I got rid of this phone for this reason - battery is HORRIBLE. Galaxy SIII makes this phones battery look like garbage. I think the problem is 100% the screen. On my S3, the screen doesnt take NEARLY the amount of power this screen does.


----------



## Spaniard85 (Jun 25, 2011)

Ya I think it's time I look into brkshr's thread. I know I get terrible reception at work, but even on days when I'm at home I can only get around 1.5-2 hours of screen on time. Thinking about selling out and moving to an S3 too...

Also would like to add that I lost 13% last night (6 hours of sleep) IN AIRPLANE MODE...


----------



## psufan5 (Jul 15, 2011)

Spaniard85 said:


> Ya I think it's time I look into brkshr's thread. I know I get terrible reception at work, but even on days when I'm at home I can only get around 1.5-2 hours of screen on time. Thinking about selling out and moving to an S3 too...
> 
> Also would like to add that I lost 13% last night (6 hours of sleep) IN AIRPLANE MODE...

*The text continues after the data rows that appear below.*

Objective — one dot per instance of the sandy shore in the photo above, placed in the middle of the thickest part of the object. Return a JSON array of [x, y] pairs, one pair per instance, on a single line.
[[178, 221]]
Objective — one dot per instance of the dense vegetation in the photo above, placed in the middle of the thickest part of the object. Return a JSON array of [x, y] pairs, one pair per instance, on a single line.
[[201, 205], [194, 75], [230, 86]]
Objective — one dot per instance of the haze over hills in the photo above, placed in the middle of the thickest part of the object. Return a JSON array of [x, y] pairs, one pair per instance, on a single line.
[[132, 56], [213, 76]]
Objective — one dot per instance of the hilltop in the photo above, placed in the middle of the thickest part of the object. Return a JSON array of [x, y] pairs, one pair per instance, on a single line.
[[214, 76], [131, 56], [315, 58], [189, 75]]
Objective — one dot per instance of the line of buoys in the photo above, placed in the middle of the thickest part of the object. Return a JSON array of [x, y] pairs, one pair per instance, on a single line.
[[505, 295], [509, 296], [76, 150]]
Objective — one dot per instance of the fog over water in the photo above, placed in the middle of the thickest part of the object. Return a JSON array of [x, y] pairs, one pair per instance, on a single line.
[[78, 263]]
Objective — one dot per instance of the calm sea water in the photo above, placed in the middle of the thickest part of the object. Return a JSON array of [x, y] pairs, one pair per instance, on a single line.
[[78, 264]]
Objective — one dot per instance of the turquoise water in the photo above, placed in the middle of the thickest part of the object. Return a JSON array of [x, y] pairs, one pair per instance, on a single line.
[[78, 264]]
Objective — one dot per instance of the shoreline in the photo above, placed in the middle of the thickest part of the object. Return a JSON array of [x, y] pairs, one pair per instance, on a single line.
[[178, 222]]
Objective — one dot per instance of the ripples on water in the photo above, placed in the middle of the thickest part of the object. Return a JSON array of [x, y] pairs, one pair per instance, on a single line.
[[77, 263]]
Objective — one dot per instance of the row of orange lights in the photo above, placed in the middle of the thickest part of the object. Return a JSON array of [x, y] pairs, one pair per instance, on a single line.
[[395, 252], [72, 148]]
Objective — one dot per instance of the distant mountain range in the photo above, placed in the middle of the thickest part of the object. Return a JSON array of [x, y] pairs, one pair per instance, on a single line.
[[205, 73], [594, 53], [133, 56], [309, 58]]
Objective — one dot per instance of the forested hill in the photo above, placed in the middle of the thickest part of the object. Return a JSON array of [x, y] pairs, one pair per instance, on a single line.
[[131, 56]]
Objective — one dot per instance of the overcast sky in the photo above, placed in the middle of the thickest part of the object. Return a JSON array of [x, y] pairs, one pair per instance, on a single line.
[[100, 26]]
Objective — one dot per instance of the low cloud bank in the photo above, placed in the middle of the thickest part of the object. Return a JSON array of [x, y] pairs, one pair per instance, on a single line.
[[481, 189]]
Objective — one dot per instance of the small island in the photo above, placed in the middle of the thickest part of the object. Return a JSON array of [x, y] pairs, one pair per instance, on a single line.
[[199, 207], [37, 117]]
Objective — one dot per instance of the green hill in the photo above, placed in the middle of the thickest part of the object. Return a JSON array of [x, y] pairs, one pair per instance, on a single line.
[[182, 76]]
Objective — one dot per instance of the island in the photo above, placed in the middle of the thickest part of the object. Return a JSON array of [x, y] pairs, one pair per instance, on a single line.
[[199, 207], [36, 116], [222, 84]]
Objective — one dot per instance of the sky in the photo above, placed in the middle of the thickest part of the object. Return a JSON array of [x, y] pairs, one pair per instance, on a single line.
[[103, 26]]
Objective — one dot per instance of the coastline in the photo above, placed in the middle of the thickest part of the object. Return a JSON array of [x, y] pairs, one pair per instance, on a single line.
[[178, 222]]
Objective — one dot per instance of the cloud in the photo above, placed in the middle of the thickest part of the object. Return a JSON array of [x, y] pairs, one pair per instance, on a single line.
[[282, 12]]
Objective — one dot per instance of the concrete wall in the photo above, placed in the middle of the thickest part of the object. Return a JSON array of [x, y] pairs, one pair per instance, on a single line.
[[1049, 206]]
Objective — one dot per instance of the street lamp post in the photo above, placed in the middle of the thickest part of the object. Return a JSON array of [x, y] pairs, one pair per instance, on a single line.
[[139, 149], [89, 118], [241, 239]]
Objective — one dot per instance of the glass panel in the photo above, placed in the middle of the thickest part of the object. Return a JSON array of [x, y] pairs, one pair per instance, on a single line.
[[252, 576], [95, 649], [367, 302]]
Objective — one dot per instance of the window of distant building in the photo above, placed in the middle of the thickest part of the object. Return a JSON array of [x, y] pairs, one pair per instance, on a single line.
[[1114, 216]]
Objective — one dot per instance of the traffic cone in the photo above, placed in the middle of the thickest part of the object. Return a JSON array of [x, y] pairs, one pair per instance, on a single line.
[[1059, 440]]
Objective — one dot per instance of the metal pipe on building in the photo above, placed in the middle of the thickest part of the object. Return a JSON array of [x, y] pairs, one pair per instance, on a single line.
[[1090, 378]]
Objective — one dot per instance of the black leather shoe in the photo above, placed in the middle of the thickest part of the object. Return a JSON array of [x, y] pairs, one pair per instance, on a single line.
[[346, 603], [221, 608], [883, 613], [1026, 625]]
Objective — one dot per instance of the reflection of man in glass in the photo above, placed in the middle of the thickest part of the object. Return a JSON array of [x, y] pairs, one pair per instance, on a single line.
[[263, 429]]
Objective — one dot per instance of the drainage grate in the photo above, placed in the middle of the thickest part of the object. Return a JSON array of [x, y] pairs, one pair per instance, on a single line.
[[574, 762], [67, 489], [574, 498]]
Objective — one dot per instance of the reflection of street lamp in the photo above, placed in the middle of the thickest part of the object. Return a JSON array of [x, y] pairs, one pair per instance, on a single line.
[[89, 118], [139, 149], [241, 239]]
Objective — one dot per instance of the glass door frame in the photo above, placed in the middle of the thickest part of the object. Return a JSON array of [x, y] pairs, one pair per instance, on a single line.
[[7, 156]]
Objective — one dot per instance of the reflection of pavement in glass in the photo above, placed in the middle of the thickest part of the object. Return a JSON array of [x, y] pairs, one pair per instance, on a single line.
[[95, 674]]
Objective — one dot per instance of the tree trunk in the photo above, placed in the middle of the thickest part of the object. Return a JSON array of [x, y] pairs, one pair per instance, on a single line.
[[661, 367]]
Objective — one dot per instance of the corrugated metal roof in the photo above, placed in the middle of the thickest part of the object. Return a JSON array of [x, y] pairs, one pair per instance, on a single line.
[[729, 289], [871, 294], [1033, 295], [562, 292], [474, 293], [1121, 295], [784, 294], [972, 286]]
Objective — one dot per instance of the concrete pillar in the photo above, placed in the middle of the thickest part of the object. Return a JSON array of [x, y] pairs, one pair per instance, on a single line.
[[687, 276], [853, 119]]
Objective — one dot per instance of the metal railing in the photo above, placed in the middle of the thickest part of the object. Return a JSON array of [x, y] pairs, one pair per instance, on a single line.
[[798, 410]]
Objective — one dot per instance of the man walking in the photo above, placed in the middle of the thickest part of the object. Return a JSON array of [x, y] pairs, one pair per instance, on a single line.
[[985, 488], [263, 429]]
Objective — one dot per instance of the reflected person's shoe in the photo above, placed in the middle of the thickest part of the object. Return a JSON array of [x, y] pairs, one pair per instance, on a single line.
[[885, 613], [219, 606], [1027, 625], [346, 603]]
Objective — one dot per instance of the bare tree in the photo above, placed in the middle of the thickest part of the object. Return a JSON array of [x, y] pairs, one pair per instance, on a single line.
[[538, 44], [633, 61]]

I get over double the battery life with the S3. Radio is stronger, screen takes less power, etc. The phone is just lights out man. Awesome piece of hardware.


----------



## Spaniard85 (Jun 25, 2011)

psufan5 said:


> I get over double the battery life with the S3. Radio is stronger, screen takes less power, etc. The phone is just lights out man. Awesome piece of hardware.


How dare you mock and tempt me with that.









I may put my Nexus and army of batteries up for sale and buy an S3 off of swappa.


----------



## BennyJr (Jun 26, 2011)

psufan5 said:


> I got rid of this phone for this reason - battery is HORRIBLE. Galaxy SIII makes this phones battery look like garbage. I think the problem is 100% the screen. On my S3, the screen doesnt take NEARLY the amount of power this screen does.


Its horrible on the cdma version. My gsm gets easily 16-20 hrs a day with 2.5-3hrs screen time not on wifi. Its not the screen its the radio thats in it. The s3 has the LTE and cdma radio integrated into the chip so its more efficient. The Nexus has a separate radio. I find my battery life to be quite good.


----------



## Spaniard85 (Jun 25, 2011)

Got the ok from the wife. I'll be selling my Nexus and its army of batteries to fund the purchase of an off-contract S3.


----------